Maestra Micheline, es la primera vez que viene a Cuba, ¿qué siente?

“Así es. Es mi primera vez y estoy muy contenta de estar aquí, pues había sido uno de mis sueños”.

Hay mucha expectativa por parte de nuestra OSN, ¿pero qué expectativas tiene Ud.?

“Tocar junto a la OSN ha sido uno de mis sueños. Yo espero que los músicos tengan los mismos deseos que tengo yo, ya que es un sueño hecho realidad. Estoy muy contenta, de verdad”.

Hábleme de este concierto para piano y orquesta, en la menor, Op. 16  de Edward Grieg, ¿qué complejidades tiene? ¿Cómo se siente interpretarlo?

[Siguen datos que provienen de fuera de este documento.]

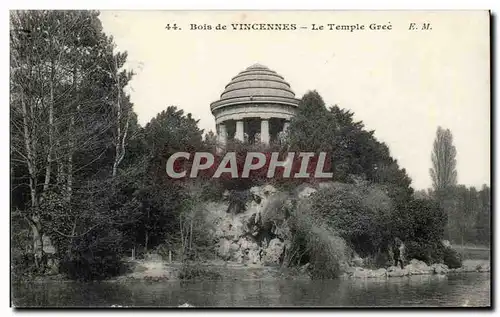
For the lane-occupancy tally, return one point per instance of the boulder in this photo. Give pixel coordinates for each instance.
(253, 256)
(394, 271)
(380, 273)
(484, 267)
(359, 272)
(417, 267)
(439, 268)
(224, 248)
(306, 192)
(263, 191)
(273, 251)
(356, 260)
(153, 257)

“Primero hay q decir que es una obra romántica, que tiene mucho virtuosismo. Hay que trabajarlo mucho y poseer una técnica muy fuerte para poder interpretarlo. Al mismo tiempo hay que saber cantarlo, e interpretarlo con sentimientos. Como es un concierto es para una orquesta, ¿pero qué significa esta palabra? Pues concertarse. Hay que conocer muy bien la parte de la orquesta y viceversa, para poder dialogar y entenderse cuando se está tocando”.

Maestra hábleme de sus inicios en la música.

“Bueno, primero tienes que ver que no soy tan joven y mi carrera ha sido muy larga (risas). Tuve mucha suerte, primero con mis padres que entendieron que tenía talento para el piano, así como con maestros que me ayudaron a seguir mi  carrera, tanto en Haití como en el extranjero pues desde los 16 años he obtenido varias becas, y la primera de ellas fue a Estados Unidos. Luego obtuve otra en el Conservatorio de París, en la modalidad de perfeccionamiento, y más tarde en Alemania. También tuve la dicha de haberme casado con una persona que entendió muy bien la importancia de mi carrera, Raoul Denis, quien no me exigió mucho en la vida hogareña sino que me impulsó a seguir mi camino como concertista. A él le debo mucho”.

Se ha desempañado sólo como concertista, ¿pero no ha impartido clases?

“Dar clases es mi pasión, aparte de ser concertista. Poder compartir mi saber con mis alumnos ha sido algo maravilloso, y toda mi vida he dado clases a jóvenes músicos, y he formado muchos pianistas. También escribí un método para la enseñanza del piano adaptado a la realidad haitiana, escrito sólo en francés y en creole”.

¿Ha compartido con algún músico cubano en algún escenario?

“Sí, con Electo Silva, es un gran amigo. Él estuvo en Haití hace un tiempo y tocó violín y yo lo acompañé al piano. Y recientemente estuvo en Haití el maestro Gonzalo Rubalcaba al cual pude apreciar en su concierto de jazz, aunque él me visitó en casa y hasta tocó en mi piano, lo cual le agradezco. Pero yo no toqué junto a él (risas)”.

¿Algún mensaje para el público cubano?

“Estoy muy contenta y muy agradecida de estar entre Uds. y he podido apreciar en los cubanos su disciplina, su forma de ser, su desarrollo, su educación y realmente lo que quisiera es tuvieran más intercambio con el pueblo haitiano”.

Luego de esta pequeña charla la maestra Micheline se dispuso a ensayar por primera vez con nuestra OSN los tres movimientos del concierto para piano y orquesta, en La menor de Edward Grieg. Se levantó de la silla del camerino donde estábamos de manera ágil, y con una sonrisa quinceañera y con una profesionalidad increíble se sentó al piano a hacer escalas y arpegios, a esperar por los minutos de receso de la orquesta. Su jovialidad es contagiosa, su ímpetu es de una fortaleza descomunal. A sus 87 años asumir este concierto –o cualquier otro- y retarse junto a una orquesta sinfónica no es un juego. Es una manera muy sabia de decir, a través del piano: soy una reina.